Figure 5 shows that the PM optimization model proposed in this paper is capable of solving the preventive maintenance decision-making problem for the tire-building machine. For minimizing the total cost of maintenance, component 019 and component 020 have more frequent preventive maintenance schedules, and component 027 has a longer preventive maintenance interval. The preventive maintenance optimization strategy is the same for component 001 and component 002 under the maximizing availability objective.

6. Discussion and Conclusions

Table 2 and Table 3 and Figure 5 show that after the optimization of the preventive maintenance decision, both component 019 and component 020 have short preventive maintenance intervals. Combined with Table 1, it can be seen that the causes of the short preventive maintenance intervals for component 019 and component 020 are different.
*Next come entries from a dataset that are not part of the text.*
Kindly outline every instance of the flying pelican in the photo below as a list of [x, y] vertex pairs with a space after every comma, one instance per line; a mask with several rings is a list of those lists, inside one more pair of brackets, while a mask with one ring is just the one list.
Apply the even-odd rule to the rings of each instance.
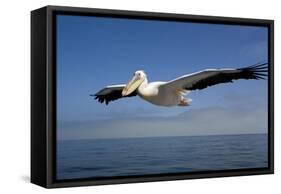
[[238, 79], [265, 79], [267, 73], [267, 63], [262, 63], [238, 69], [206, 69], [167, 82], [149, 83], [145, 72], [138, 70], [128, 84], [106, 86], [90, 96], [94, 96], [100, 103], [105, 102], [106, 105], [110, 101], [138, 95], [158, 106], [188, 106], [191, 99], [185, 98], [185, 95], [189, 91], [202, 90], [208, 86]]

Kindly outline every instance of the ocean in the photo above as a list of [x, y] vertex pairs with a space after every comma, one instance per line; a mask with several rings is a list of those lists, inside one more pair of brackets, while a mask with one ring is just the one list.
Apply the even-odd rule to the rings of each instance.
[[262, 168], [267, 134], [58, 140], [56, 178]]

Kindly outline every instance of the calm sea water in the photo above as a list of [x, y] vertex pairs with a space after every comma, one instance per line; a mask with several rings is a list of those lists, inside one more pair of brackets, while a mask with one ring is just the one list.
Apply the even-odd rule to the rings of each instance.
[[213, 135], [57, 143], [57, 179], [267, 167], [267, 135]]

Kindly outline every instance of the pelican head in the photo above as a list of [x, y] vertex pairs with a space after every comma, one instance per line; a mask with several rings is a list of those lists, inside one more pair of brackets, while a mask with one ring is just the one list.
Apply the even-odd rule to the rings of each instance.
[[143, 70], [138, 70], [134, 73], [133, 78], [127, 83], [122, 91], [122, 96], [128, 96], [135, 91], [145, 80], [146, 74]]

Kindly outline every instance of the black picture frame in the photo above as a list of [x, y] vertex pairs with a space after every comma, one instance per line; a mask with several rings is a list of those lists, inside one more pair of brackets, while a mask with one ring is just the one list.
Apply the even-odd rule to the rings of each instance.
[[[100, 179], [55, 179], [56, 14], [265, 26], [268, 28], [268, 168]], [[274, 21], [230, 17], [46, 6], [31, 12], [31, 182], [46, 188], [167, 181], [274, 173]]]

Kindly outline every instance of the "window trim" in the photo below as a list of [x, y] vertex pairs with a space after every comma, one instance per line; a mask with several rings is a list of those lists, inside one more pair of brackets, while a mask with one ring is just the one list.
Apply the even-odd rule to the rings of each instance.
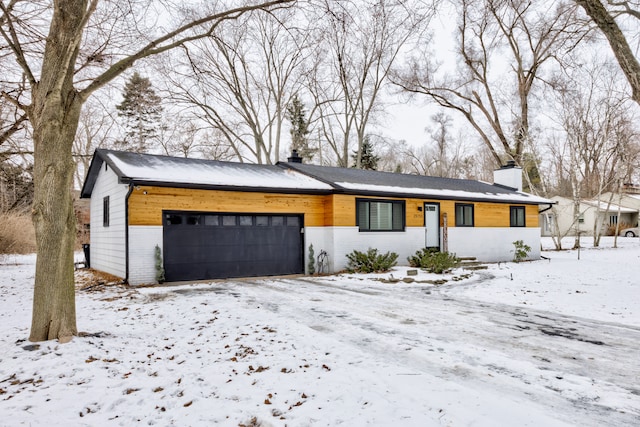
[[[516, 211], [522, 211], [522, 224], [517, 223], [517, 215], [516, 222], [513, 221], [514, 216], [513, 213]], [[509, 206], [509, 226], [510, 227], [526, 227], [527, 226], [527, 207], [523, 205], [518, 206]]]
[[[391, 229], [378, 230], [369, 228], [362, 228], [360, 226], [360, 203], [389, 203], [391, 205]], [[402, 219], [402, 227], [400, 229], [394, 229], [394, 216], [393, 216], [393, 206], [398, 205], [401, 207], [401, 219]], [[371, 214], [369, 214], [369, 224], [371, 224]], [[405, 200], [392, 200], [392, 199], [368, 199], [368, 198], [356, 198], [356, 227], [358, 227], [358, 232], [365, 233], [402, 233], [405, 231], [407, 226], [407, 208]]]
[[[464, 223], [464, 208], [471, 208], [471, 224]], [[458, 208], [463, 208], [462, 218], [459, 218]], [[455, 223], [456, 227], [475, 227], [476, 224], [476, 209], [473, 203], [456, 203], [455, 204]]]
[[104, 196], [102, 198], [102, 226], [109, 227], [110, 222], [110, 200], [109, 196]]

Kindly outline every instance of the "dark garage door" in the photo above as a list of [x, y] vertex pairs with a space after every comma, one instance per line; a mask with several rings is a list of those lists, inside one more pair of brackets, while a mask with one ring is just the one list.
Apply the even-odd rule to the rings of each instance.
[[302, 216], [164, 212], [168, 282], [304, 272]]

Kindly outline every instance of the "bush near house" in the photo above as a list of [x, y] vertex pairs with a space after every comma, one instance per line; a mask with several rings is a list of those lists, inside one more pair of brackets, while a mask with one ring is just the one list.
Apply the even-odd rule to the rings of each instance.
[[379, 254], [377, 249], [369, 248], [367, 252], [354, 250], [347, 254], [347, 259], [349, 273], [384, 273], [398, 263], [398, 254], [395, 252]]
[[531, 252], [531, 246], [525, 245], [522, 240], [516, 240], [513, 242], [513, 246], [513, 262], [521, 262], [527, 259], [529, 252]]
[[416, 251], [415, 255], [407, 258], [407, 261], [411, 267], [422, 268], [436, 274], [447, 273], [460, 264], [460, 259], [455, 254], [429, 248]]
[[[621, 222], [618, 224], [618, 231], [624, 230], [625, 228], [633, 228], [635, 225], [631, 225], [628, 222]], [[607, 236], [614, 236], [616, 234], [616, 225], [609, 225], [607, 227]]]

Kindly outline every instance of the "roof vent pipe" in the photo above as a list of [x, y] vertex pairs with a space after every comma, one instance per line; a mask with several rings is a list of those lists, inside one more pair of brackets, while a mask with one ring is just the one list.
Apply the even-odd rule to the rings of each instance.
[[289, 163], [302, 163], [302, 157], [298, 155], [298, 150], [291, 151], [291, 157], [287, 157]]

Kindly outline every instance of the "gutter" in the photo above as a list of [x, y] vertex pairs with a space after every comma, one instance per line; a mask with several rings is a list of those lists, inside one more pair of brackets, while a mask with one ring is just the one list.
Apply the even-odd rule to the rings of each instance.
[[129, 196], [133, 193], [133, 183], [129, 183], [129, 190], [124, 198], [124, 283], [129, 284]]
[[541, 211], [538, 211], [538, 215], [540, 215], [541, 213], [545, 213], [546, 211], [553, 209], [553, 205], [555, 205], [555, 203], [550, 203], [549, 206], [547, 206], [546, 208], [542, 209]]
For component 019, it is due to its own fast-growing failure rate, so it is necessary to shorten the preventive maintenance intervals to ensure that the cost is minimized; for component 020, it is mainly due to its high replacement cost and low preventive maintenance cost, and shortening the preventive maintenance intervals can effectively reduce the total cost. Component 027 has a long preventive maintenance interval, mainly because of its slow-growing failure rate and low replacement cost, so a long preventive maintenance interval can effectively reduce the maintenance cost. In contrast to component 027, component 028 has a longer downtime for replacement and, therefore, should not have an excessively long preventive maintenance time. From Table 2, component 001 and component 002 have similar optimal availability results and similar preventive maintenance intervals during the optimization process. The main reason is that they have similar cost constraints as well as reliability constraints. These optimization results are in line with the qualitative results, which, side by side, confirm the validity of the proposed models in Section 4.

In summary, this paper studies the optimization of reliability-centered preventive maintenance for single-unit mechanical equipment. By analyzing the preventive maintenance policy applicable to single-unit mechanical equipment, the life distribution function and maintenance effect function are obtained. On this basis, two optimization models of preventive maintenance are established, which are the cost minimization model and the availability maximization model. These models contribute to the development of a more rational preventive maintenance plan through comprehensive analysis.

However, the optimization of preventive maintenance for mechanical equipment in this paper is still at the basic stage, and there are still many problems to be further studied. This also inspires us to carry out targeted and planned management in maintenance work. Preventive maintenance based on experience and subjective decision making is not reasonable enough, and the determination of preventive maintenance intervals also needs to be scientifically and systematically analyzed in conjunction with the use, operation, and maintenance of equipment. In addition, more research is needed to balance higher costs, and higher availability, while considering the actual difficulty of implementing maintenance plans at the same time. Therefore, in future work, we aim to incorporate more complex and accurate reliability models to bridge the gap between the optimization model for preventive maintenance and real-world scenarios. We also plan to consider the impact of epistemic uncertainty on maintenance decisions and extend the optimization models to multi-unit mechanical systems.